How to integrate source code manged by Perforce into a Git project?

30 March 2014

Motivation

The company I work for traditionally uses Perforce as version control system. When I joined the team we started a new project without any dependencies to the existing Perforce code base. This allowed us to use Git instead. A couple of months later my team got quite proficient with the Git workflow and we moved more and more projects to Git. Even other teams got excited about our workflow and started using Git themselves. As a consequence to the increased Git usage we faced the following problem: How to integrate existing source code managed by Perforce into new Git projects?

Approach

The first approach was a product form Perforce called Git Fusion. This product allows to interact with Perforce as it would be a Git repository. Unfortunately Git Fusion did not work for us. First, there is no support for Perforce streams yet. Second, there is no out-of-the-box integration into common Git web interfaces such as GitHub Enterprise.

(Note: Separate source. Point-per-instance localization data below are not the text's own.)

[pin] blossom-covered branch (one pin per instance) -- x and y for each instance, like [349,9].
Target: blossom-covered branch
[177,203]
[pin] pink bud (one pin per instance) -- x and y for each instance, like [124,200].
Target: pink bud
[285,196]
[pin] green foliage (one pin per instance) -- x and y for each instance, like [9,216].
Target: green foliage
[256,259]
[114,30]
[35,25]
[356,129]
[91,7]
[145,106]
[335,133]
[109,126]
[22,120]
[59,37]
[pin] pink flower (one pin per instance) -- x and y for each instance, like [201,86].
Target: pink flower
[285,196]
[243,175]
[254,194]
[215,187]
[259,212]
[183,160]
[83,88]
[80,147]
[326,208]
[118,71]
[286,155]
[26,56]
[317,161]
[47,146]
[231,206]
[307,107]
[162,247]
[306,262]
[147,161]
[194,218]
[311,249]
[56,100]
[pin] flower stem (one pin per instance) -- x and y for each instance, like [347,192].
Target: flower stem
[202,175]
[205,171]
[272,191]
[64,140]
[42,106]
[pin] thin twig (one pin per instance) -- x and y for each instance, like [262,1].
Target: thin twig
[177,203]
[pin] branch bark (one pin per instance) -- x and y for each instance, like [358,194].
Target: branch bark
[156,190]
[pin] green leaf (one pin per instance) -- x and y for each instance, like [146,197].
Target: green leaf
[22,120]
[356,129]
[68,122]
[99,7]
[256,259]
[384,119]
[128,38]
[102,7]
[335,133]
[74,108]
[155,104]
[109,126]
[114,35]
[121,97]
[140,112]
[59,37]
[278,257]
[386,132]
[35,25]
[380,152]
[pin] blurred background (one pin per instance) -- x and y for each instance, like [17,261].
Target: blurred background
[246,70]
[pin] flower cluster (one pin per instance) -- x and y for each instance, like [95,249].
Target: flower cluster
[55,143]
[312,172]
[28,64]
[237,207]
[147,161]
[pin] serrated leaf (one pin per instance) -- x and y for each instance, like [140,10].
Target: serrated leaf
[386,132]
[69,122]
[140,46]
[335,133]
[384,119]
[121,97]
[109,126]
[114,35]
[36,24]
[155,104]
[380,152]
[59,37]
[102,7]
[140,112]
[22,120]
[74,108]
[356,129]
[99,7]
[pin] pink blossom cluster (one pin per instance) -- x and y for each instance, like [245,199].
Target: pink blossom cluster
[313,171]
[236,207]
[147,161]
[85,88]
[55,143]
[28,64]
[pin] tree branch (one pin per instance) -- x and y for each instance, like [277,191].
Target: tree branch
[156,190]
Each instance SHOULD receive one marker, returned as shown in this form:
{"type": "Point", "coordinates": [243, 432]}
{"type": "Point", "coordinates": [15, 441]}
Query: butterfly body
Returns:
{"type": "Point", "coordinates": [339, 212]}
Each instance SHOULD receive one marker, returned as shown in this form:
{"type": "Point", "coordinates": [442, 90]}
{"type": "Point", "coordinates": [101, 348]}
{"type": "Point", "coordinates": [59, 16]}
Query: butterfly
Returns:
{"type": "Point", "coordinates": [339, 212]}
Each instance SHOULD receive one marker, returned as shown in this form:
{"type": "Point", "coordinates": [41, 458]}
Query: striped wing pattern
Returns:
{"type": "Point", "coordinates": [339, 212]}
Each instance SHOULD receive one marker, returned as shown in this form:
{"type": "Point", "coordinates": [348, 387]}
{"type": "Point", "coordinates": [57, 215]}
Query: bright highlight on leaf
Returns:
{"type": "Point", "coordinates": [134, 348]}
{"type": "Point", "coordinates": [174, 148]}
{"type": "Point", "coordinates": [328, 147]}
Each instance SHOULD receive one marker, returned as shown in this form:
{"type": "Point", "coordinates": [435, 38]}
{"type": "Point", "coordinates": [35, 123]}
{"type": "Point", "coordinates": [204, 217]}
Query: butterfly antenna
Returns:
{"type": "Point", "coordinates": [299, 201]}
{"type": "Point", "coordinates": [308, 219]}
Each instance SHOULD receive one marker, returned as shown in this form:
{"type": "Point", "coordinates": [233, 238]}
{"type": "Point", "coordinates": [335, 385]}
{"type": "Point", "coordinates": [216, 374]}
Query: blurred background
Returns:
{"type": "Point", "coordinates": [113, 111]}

The second approach was a tool from Git called git-p4 (here is a good tutorial how to setup git-p4). Based on that tool I build a service that pushes Perforce changes to Git. One major difference to the Git Fusion approach is that my service is a one way bridge. That means source of record for an imported project will remain Perforce. This is kind of an artificial restriction but it makes the service a lot simpler (Why? Imagine two developers create a conflicting change at the same time on the same branch. How do you resolve that automatically?).

The expected workflow is depicted below. The service polls Perforce for new changes (1) and pushes them to a Git repository (2). This Git repository can be integrated as a Git Submodule into other Git repositories (3) and cloned by the developers (4).

git-p4 bridge overview

Problems

Usually you cannot clone an entire Perforce repository to Git due to the different usage patterns of these tools. In Perforce you typically have one repository for all your projects including third party dependencies and assets (at least that is how the company I work for does it). In Git you typically have one repository for each project and you try to outsource third party dependencies and assets as much as possible to maintain a responsive repository (at least that is how I do it).

As a consequence you need to carefully define what part of the Perforce repository ends up in your Git repository. For that purpose the git-p4 clone operation allows to define an ignore pattern. However, this ignore pattern is only applied on the initial sync. Any subsequent sync operation via git-p4 rebase will not respect this ignore pattern. This is problematic for multiple reasons. For one, it will bloat your Git repository over time (e.g. our build engineers submit the released binary to Perforce). Another reason is that you cannot reproduce the exact Git hashes if you restart the sync process from scratch. This is especially bad if your developers use the synced Git repository as Submodule because the Submodule hashes will change.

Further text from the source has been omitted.